Надавливаю всем телом на рукоять, вводя холодное оружие до
конца, за этим действием следует режущий слух хруст, который ещё
несколько секунд после этого звучит в ушах. Чудовище издает
последний, самый истошный рёв, и голова существа мëртвым грузом
сваливается на каменный пол.
Брызги, успевшие окраситься бордовым, разлетелись в стороны,
попадая при этом на меня и стекая вниз.
Когда руки прекращают дрожать от восторга, завернутого в
адреналин, спрыгиваю на левый бок от длинной морды мертвого
монстра.
У самого чудища вместо не выражающих ничего глаз — пустота, как
и в разинутой пасти, из которой смрадило тошнотворной смертью, там
же, совсем недавно виднелся
червеобразный язык.
Но, благо, от него
избавились до того, как узнали, как чудовище собиралось пустить его
в ход. За это хотелось благодарить кого-угодно, но только не богов.
Только не этих парней.
Холод и апатия — первые чувства, которые смог полноценно
осознать и зацепиться за них. Холод в душе был повсюду, окутывал
меня со всех сторон, не давая даже шанса что-то с ним сделать. И он
постоянно сопровождался апатией — полным нежеланием что-то делать с
этим холодом, безразличие к этому холоду, какой либо деятельности,
не чувствовал ни положительных, ни, что странно, отрицательных
чувств от этой дрянной мерзлоты в душе. До сих пор не могу
вспомнить свое настоящее имя. Это удручает. Надо придумать себе
прозвище или что-то в этом духе. В голову приходит только
позаимствовать «имя» главного героя «Готики».
Стать аппетитной поживой для чудовищ с поражающими мужской
взгляд вундерфалусами входит в планы в ближайшее никогда. Это
местечко, скажу тебе, оказывает плохое влияние на рассудок. Надо бы
вернуть нигилистически-сардонический тип повествования.
Откуда-то раздался рык и набатом прозвучал сильный удар дубины о
решетку. И последующий разочарованный рев. Почти все камни в
трещинах, некоторые вообще вывалились и мешаются под ногами. Ржавые
решетки, ржавые двери, мёртвые. Договорные, что не торопятся на тот
свет. Ещё и какая-то НЁХ регулярно стучит в решетку, нашла, блин,
гонг. Такой бюджетный вариант соседа с перфоратором.

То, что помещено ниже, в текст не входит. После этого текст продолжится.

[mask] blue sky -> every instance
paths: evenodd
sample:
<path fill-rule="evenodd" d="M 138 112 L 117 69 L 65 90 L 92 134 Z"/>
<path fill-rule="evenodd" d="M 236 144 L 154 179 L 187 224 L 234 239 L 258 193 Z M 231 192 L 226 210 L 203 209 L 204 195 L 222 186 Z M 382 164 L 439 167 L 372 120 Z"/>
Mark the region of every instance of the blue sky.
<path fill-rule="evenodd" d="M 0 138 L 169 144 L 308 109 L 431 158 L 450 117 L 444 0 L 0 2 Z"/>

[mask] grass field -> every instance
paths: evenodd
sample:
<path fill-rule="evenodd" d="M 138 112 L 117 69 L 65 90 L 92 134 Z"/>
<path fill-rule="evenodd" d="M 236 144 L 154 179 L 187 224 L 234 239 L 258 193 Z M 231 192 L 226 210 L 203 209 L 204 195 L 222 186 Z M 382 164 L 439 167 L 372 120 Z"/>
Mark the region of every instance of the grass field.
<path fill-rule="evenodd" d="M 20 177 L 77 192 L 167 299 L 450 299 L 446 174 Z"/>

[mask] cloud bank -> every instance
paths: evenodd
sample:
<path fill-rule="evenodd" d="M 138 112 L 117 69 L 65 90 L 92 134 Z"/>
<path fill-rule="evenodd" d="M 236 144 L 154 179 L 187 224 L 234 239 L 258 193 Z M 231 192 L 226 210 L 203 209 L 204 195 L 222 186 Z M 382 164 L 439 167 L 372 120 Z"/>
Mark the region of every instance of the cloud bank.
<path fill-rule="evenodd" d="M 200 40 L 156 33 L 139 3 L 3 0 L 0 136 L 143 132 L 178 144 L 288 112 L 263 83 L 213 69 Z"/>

В квадратной
комнате, десяти метров высотой, пол которой был залит водой, стоял
жирный ощипанный бройлер. Ну как бройлер… крылышки у него были
такие же мелкие и беспонтовые. Не летун чувак, не летун. При его
массе... Росту в нем было метров три. И в ширину метра два. И хвост
метр. Другой «хвост» тоже был внушающим, м-да. Что у него с мордой
лица и прочее, не разглядел — повезло, оказался у меня на спине,
при этом там видел краешек дубины, которая может очень быстро
сделать из меня качественную, наисмачнейшую кучку для анальных утех
в главной штаб-квартирке Луганска. Ползем дальше. В следующей
комнате получилось встать в полный рост — тут был только один
заключённый, но и он приуныл, сидя в воде. Стали попадаться живые,
но съехавшие с катушек микрочелики. Комната, кстати, была заполнена
водой — только возвышенности, типа обхода этих заводов, были почти
чистыми. Вон в пределах как раз проход виднеется — идем дальше. А
дальше была ржавая и страшная, как твоя бывшая(-ий), лестница.
Глядя на нее, меня посетила крамольная мысль: «А не пизданусь ли
вместе с ней часом, а?» Вот и я не знаю, но лезть надо. Осторожно,
чтобы лишний раз не шатать этот кошмар, поднимаюсь наверх. В самом
внутреннем дворике, в который вышел, было… пустынно. Напротив были
большие металлические ворота, а с других сторон был балкончик,
который подпирался старыми колоннами.